Analysis of the shedding of Dsg-2 in cells genetically deficient for ADAM10. A. MEFs from control mice (+/+) or ADAM10 knockout mice (−/−) were lysed and analyzed by Western blotting with polyclonal antibodies against ADAM10 or ADAM17. B. +/+ or −/− MEFs were transiently cotransfected with the cDNA encoding Dsg-2 and a control DNA (−) or the cDNA encoding ADAM10. Cell lysates (L) or conditioned media (M) obtained as for Fig. 3 from transfected cells were analyzed by Western blotting with antibodies against Dsg-2. C. −/− MEFs were transiently cotransfected with the cDNA encoding Dsg-2 and a control DNA (−/−) or ADAM10 (−/− ADAM10), treated with or without BB-94, and lysed. Cell lysates and medium samples were obtained and analyzed as for panel B. D. Microsomal fractions from ADAM10^−/− MEFs permanently transfected with Dsg-2 were extracted with PBS, 1% Triton X-100, 1 M NaCl, or 0.1 M Na₂CO₃ (pH 12.0). Similar proportions of each fraction were analyzed by Western blotting with antibodies against Dsg-2. The efficiency of the extraction was verified by Ponceau red staining of total proteins.

FIG. 5.

Analysis of the shedding of Dsg-2 in cells treated with EGF. A. Parental A431 cells were treated with or without EGF and BB-94 as indicated and lysed. Cell lysates (L) and medium samples (M) were analyzed by Western blotting with antibodies against Dsg-2, ADAM17, or ADAM10 as indicated. Note that when a lysis buffer without BB-94 is used, only pro-ADAM10 is detected in cell lysates from A431 cells (bottom left). Addition of BB-94 allows the detection of mature ADAM10 (bottom left), and thus a buffer containing this metalloprotease inhibitor was used in the right bottom panel. Western blots were quantified, and the averages from three independent experiments ± standard deviations or the averages from two experiments are shown. B. A431 cells were treated with or without EGF and C225 (a monoclonal antibody that blocks the activation of the EGFR) for 48 h. Cell lysates and medium samples were analyzed by Western blotting with antibodies against Dsg-2, ADAM17, phospho-EGFR, or EGFR as indicated.

FIG. 6.

Hypothetical models for the generation of different Dsg-2 species.
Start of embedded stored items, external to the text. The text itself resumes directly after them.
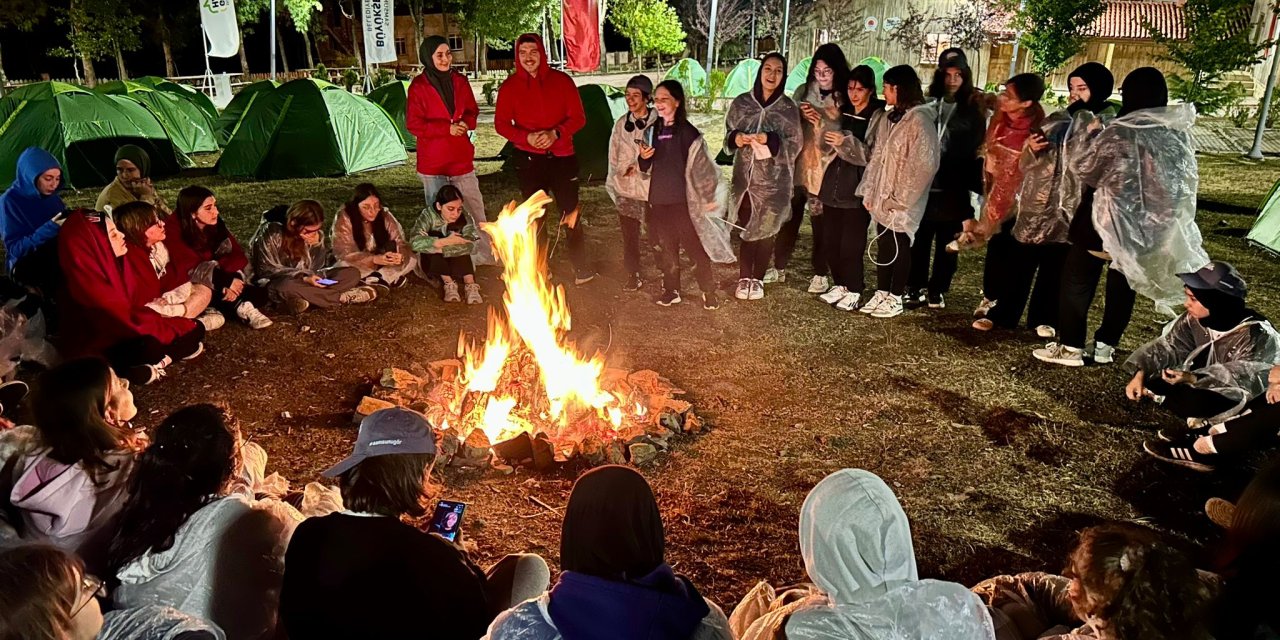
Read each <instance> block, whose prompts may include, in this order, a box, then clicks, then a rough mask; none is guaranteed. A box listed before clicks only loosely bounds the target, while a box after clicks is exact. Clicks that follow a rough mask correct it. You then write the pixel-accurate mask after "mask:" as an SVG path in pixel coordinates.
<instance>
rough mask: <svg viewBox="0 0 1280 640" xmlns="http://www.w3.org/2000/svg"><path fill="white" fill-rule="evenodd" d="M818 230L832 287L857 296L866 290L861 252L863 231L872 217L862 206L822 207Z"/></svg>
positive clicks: (866, 229)
mask: <svg viewBox="0 0 1280 640" xmlns="http://www.w3.org/2000/svg"><path fill="white" fill-rule="evenodd" d="M822 218H823V219H824V221H823V223H822V224H823V227H822V230H823V233H824V234H826V236H827V238H826V239H824V241H823V244H824V247H826V250H827V268H828V269H829V270H831V275H832V276H835V279H836V284H837V285H840V287H844V288H846V289H849V291H850V292H852V293H861V292H863V288H864V287H867V283H865V274H864V266H863V253H865V252H867V229H869V228H870V224H872V214H869V212H867V210H865V209H863V207H860V206H859V207H854V209H838V207H833V206H824V207H822Z"/></svg>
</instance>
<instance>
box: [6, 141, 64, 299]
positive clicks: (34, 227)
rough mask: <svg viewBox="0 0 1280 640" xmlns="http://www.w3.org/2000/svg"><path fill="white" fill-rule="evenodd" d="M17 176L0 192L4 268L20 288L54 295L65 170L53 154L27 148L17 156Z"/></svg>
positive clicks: (31, 148) (62, 200)
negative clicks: (31, 288) (21, 152)
mask: <svg viewBox="0 0 1280 640" xmlns="http://www.w3.org/2000/svg"><path fill="white" fill-rule="evenodd" d="M17 173H18V175H17V177H15V178H14V179H13V184H12V186H10V187H9V188H8V189H5V192H4V193H0V238H3V239H4V252H5V266H6V268H8V269H9V276H10V278H13V279H14V280H15V282H17V283H19V284H22V285H24V287H32V288H35V289H37V291H40V292H41V293H44V294H45V296H52V294H54V292H55V291H56V289H58V287H59V284H60V282H61V279H60V276H59V275H60V274H61V270H60V269H59V265H58V242H56V241H58V229H59V227H58V225H59V224H60V223H61V214H63V211H65V210H67V204H65V202H63V198H61V196H59V195H58V192H59V191H60V189H61V187H63V169H61V165H59V164H58V159H56V157H54V156H52V155H51V154H50V152H49V151H45V150H44V148H40V147H27V150H24V151H23V152H22V155H19V156H18V172H17Z"/></svg>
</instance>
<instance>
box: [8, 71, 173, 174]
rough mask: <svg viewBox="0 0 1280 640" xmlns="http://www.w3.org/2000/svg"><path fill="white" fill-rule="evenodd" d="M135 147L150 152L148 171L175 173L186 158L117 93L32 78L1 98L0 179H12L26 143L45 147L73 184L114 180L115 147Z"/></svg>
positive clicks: (28, 146) (148, 114) (31, 144)
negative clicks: (85, 87)
mask: <svg viewBox="0 0 1280 640" xmlns="http://www.w3.org/2000/svg"><path fill="white" fill-rule="evenodd" d="M122 145H137V146H140V147H142V148H145V150H146V151H147V154H148V155H150V156H151V175H152V177H155V178H164V177H169V175H173V174H175V173H178V170H179V169H182V166H186V165H189V164H191V160H189V159H188V157H187V156H186V155H183V154H182V152H180V151H178V150H177V148H175V147H174V143H173V141H172V140H169V133H168V132H165V128H164V125H161V124H160V120H157V119H156V116H155V115H152V113H151V111H148V110H147V109H146V108H143V106H142V105H140V104H138V102H134V101H132V100H128V99H125V97H120V96H109V95H104V93H95V92H92V91H87V90H83V88H81V87H77V86H73V84H67V83H63V82H36V83H33V84H26V86H23V87H18V88H17V90H14V91H10V92H9V93H6V95H5V96H4V99H0V182H4V183H5V184H8V182H12V180H13V177H14V173H15V172H17V166H18V155H19V154H22V151H23V150H24V148H27V147H41V148H44V150H45V151H49V152H50V154H52V155H54V157H56V159H58V161H59V163H60V164H61V165H63V172H64V173H63V177H64V180H65V182H67V184H68V186H70V187H74V188H83V187H96V186H102V184H106V183H109V182H111V180H113V179H115V151H116V150H118V148H119V147H120V146H122Z"/></svg>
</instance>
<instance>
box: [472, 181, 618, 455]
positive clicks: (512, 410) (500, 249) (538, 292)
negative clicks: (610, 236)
mask: <svg viewBox="0 0 1280 640" xmlns="http://www.w3.org/2000/svg"><path fill="white" fill-rule="evenodd" d="M550 202H552V198H550V197H548V196H547V195H545V193H543V192H541V191H539V192H538V193H535V195H532V196H531V197H530V198H529V200H526V201H525V202H524V204H520V205H516V204H515V202H511V204H508V205H507V206H506V207H503V210H502V212H500V214H499V215H498V218H497V220H494V221H490V223H481V224H480V228H481V230H484V232H485V233H486V234H489V238H490V239H492V243H493V248H494V252H495V253H497V256H498V257H499V259H500V260H502V265H503V274H502V279H503V282H504V283H506V285H507V292H506V294H504V296H503V307H504V310H506V314H499V312H497V311H495V310H493V308H490V311H489V329H488V335H486V338H485V342H484V344H483V346H480V347H476V346H475V344H470V343H467V342H466V340H465V339H460V346H458V347H460V356H461V358H462V362H463V370H462V378H461V381H462V383H463V385H465V387H466V398H467V399H466V401H463V402H462V406H461V407H460V410H458V411H460V413H461V415H460V422H465V421H466V420H467V416H476V415H479V416H480V419H479V420H476V421H479V422H480V424H474V425H472V426H474V428H477V429H483V430H484V433H485V435H488V436H489V442H493V443H497V442H500V440H506V439H509V438H512V436H515V435H518V434H520V433H522V431H534V430H539V429H538V426H535V425H549V426H552V428H554V429H556V433H552V434H549V435H561V431H563V430H564V429H566V428H568V426H570V425H571V424H573V425H584V424H586V425H594V428H604V429H612V430H617V429H620V428H621V426H622V424H623V421H625V419H626V413H632V412H631V411H630V407H628V406H626V404H622V402H621V401H620V398H617V397H614V396H613V394H612V393H608V392H605V390H603V389H602V388H600V375H602V372H603V370H604V361H603V357H602V356H600V355H595V356H591V357H589V358H584V357H581V356H580V355H579V353H577V352H576V351H575V349H573V347H572V346H571V344H570V343H568V342H567V340H566V335H564V334H566V333H567V332H568V329H570V312H568V305H566V302H564V289H563V288H562V287H558V285H554V287H553V285H552V284H550V282H549V280H548V278H547V269H545V256H544V255H543V252H541V248H540V246H539V242H538V220H539V219H540V218H541V216H543V214H544V212H545V207H547V205H548V204H550ZM503 316H504V317H503ZM534 380H536V381H538V385H536V387H535V385H534V384H532V383H534ZM539 392H540V393H539ZM480 402H484V406H483V407H480V406H479V403H480ZM632 415H634V413H632Z"/></svg>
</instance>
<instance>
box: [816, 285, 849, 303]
mask: <svg viewBox="0 0 1280 640" xmlns="http://www.w3.org/2000/svg"><path fill="white" fill-rule="evenodd" d="M847 294H849V289H846V288H844V287H841V285H838V284H837V285H835V287H832V288H831V291H828V292H827V293H823V294H822V296H818V300H820V301H823V302H826V303H828V305H835V303H836V302H840V301H841V300H844V297H845V296H847Z"/></svg>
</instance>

A. Schematic showing the shedding of Dsg-2 by ADAM10 and ADAM17. Activation of the EGFR leads to the upregulation of ADAM17 and the increase of the production of sDsg-2. Inhibition of ADAM10 and ADAM17 leads to the increase in the availability of Dsg-2 and the cleavage by an unidentified proteolytic activity that generates cell-associated P100 Dsg-2. B. Both full-length Dsg-2 and P100 Dsg-2 could be substrates of ADAM10 and ADAM17.